Stephens filed a complaint with the Equal Employment Opportunity Commission, believing she had been discriminated against due to being transgender. EEOC agreed and took the case against the funeral home to the United States District Court for the Eastern District of Michigan. There in 2016, the district court found for the funeral home on two bases: first, that in Title VII neither transgender persons nor gender identity were protected classes, and second, that because Rost was a devout Christian who does not accept that one can change one's gender, and ran the homes under his religion, that the Religious Freedom Restoration Act gave him the ability to fire Stephens if she would not conform.
The EEOC appealed to the Sixth Circuit. In March 2018, the Sixth Circuit reversed the decision, ruling that Title VII's "discrimination by sex" does include transgender persons. The court also considered that the funeral home had failed to show how the Civil Rights Act burdened Rost from expressing his religious freedom. Part of the Sixth's decision rested on the 1989 case Price Waterhouse v. Hopkins which states that employers cannot discriminate against employees for failure to conform to the stereotypical behavior of a man or woman.
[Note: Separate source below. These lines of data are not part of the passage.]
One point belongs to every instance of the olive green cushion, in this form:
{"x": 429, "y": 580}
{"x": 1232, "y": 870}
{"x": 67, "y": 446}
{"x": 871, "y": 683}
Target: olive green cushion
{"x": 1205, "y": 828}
The case revolves around protections relating to public and private employees from being discriminated upon because of sex and whether this applies to gender identity for transgender persons.
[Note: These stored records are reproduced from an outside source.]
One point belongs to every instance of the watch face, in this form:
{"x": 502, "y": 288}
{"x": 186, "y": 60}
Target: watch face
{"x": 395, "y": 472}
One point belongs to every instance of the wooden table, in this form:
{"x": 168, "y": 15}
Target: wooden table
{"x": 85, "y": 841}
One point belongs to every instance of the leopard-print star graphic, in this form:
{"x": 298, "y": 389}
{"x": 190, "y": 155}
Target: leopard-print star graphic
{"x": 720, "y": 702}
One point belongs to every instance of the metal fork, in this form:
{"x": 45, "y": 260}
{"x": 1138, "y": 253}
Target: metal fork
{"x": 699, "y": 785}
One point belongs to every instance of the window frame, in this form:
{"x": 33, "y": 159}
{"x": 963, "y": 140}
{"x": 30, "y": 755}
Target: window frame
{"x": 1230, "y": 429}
In May 2020, before the Supreme Court had issued a decision, Stephens entered hospice care, as her long-term kidney disease had become untreatable. She died on May 12, 2020 at age 59. Stephens's ACLU lawyers said that the case would be carried on by her estate.

Supreme Court

The funeral home, represented by the Alliance Defending Freedom, filed a petition in the U.S. Supreme Court for a writ of certiorari, asking the Court to hear the case. There has been a circuit split on the issue of whether Title VII protects employees from employment discrimination based on sexual orientation. The Second Circuit in Zarda v. Altitude Express, Inc. and the Seventh Circuit in Hively v. Ivy Tech Community College found that the Title VII protects employees from discrimination on the basis of sexual orientation; the Eleventh Circuit in Bostock v. Clayton County, Georgia came to the opposite conclusion. The U.S. Department of Justice filed a brief with the Supreme Court in October 2018 arguing that the Sixth Circuit had decided wrongly and that Harris Funeral Homes had a right to fire an employee for being transgender.
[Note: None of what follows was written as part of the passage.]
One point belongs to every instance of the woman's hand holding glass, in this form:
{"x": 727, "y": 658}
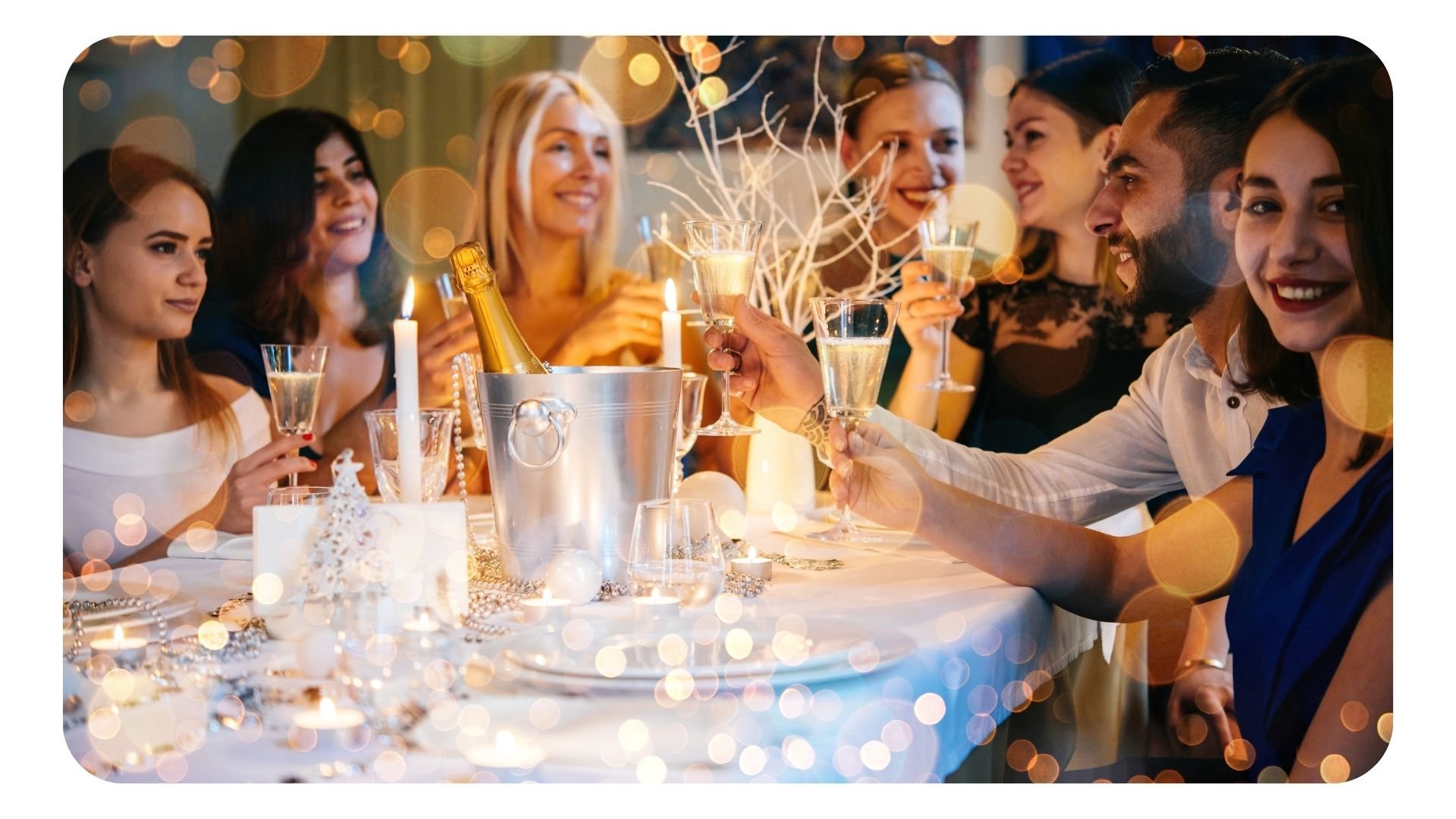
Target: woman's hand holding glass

The Court granted the cert petition for Harris Funeral Homes in April 2019, alongside a pair of cases consolidated under Bostock which raised the same question related to Title VII discrimination against sexual orientation. Harris and these cases were heard on October 8, 2019. In oral arguments, the Court's conservative justices argued that because Congress had not included gender identity at the time of the Civil Rights Act and had not updated the law to include it, the Court should not create new law beyond Congress's intentions. Arguments also centered on how the word "sex" in Title VII could be interpreted to include transgender individuals.